Neutralidad. Los costes fiscales de dicha operación pueden ser muy elevados (tributación en el Impuesto sobre Sociedades por el aumento de valor de los inmuebles, plusvalía municipal, ITP o IVA, etc). No obstante, cumpliendo ciertos requisitos, es posible acogerse al régimen de neutralidad fiscal aplicable a las reestructuraciones empresariales, y evitar así dichos impuestos. En ese caso, los inmuebles adquiridos por la sociedad escindida mantienen el valor y la antigüedad que tenían inicialmente, difiriéndose la tributación hasta su transmisión posterior.

Requisitos

Rama de actividad. En primer lugar, es necesario que los inmuebles que se traspasen estén afectos a una actividad económica y conformen una rama de actividad capaz de funcionar por sí misma.Para ello, si se trata de inmuebles alquilados, es preciso que su empresa cuente con al menos un trabajador contratado a jornada completa para gestionar el alquiler y, además, que el número de inmuebles justifique la necesidad de contar con dicho empleado (en caso contrario, este régimen no será aplicable).

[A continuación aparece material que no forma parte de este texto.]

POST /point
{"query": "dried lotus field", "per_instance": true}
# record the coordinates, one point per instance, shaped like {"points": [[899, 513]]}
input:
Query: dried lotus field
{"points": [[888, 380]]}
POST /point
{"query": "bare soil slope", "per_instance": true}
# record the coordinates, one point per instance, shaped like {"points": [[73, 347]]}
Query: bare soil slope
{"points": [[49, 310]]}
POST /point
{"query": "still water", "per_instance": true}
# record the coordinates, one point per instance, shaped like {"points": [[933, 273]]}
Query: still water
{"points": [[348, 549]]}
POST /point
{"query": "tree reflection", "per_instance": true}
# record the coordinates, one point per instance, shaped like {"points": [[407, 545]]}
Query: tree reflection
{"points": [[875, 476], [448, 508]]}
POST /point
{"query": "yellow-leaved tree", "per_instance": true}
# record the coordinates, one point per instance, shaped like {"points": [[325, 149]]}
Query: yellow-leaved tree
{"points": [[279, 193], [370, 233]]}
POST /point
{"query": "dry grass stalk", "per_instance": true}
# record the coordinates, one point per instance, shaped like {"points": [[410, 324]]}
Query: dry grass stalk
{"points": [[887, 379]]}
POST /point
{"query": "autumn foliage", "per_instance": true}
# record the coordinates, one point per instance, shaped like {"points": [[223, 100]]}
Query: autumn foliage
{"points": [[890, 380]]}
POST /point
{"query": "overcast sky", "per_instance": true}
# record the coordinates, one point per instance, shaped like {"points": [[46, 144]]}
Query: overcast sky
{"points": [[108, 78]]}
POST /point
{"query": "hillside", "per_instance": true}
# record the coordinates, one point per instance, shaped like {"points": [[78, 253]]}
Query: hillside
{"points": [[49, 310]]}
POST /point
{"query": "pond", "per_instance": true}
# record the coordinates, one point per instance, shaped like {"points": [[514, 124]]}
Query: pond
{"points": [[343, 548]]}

Motivos económicos válidos. Asimismo, es necesario que la escisión se realice por motivos económicos válidos, y que su finalidad no sea únicamente la obtención de una ventaja fiscal. En este sentido, se considerará que existen motivos económicos válidos:

  • Si se puede acreditar que un nuevo inversor desea invertir en el negocio y no quiere adquirirlo con inmuebles.
  • Si con la escisión se optimiza la gestión de los inmuebles, segregando medios materiales y humanos.
  • Si se concentran los inmuebles en una sola sociedad con el fin de dotarla de mayor solvencia, de modo que le sea más fácil acceder a fuentes de financiación para realizar nuevas adquisiciones.

 

ESCISIÓN TOTAL

Sin rama. No obstante, en muchos casos los inmuebles a traspasar no conforman una rama de actividad por sí mismos (por ser inmuebles utilizados en el negocio o por destinarse al alquiler pero sin contar con un empleado para ello). Pues bien, en esos casos todavía existe una posibilidad para aplicar el régimen de neutralidad fiscal: realizar una escisión total.

Dos sociedades. Con la escisión total su empresa desaparecerá, de forma que el negocio irá a parar a una sociedad y los inmuebles a otra. Pues bien, si los socios siguen manteniendo en ambas sociedades la misma participación que tenían en la entidad escindida, no será necesario que los patrimonios escindidos formen una rama de actividad para que el régimen de neutralidad sea aplicable.

 

En primer lugar, verifique si puede realizar una escisión parcial, para lo cual deberán existir motivos económicos y los inmuebles deberán conformar una rama de actividad. Si no constituyen una rama de actividad, opte por una escisión total.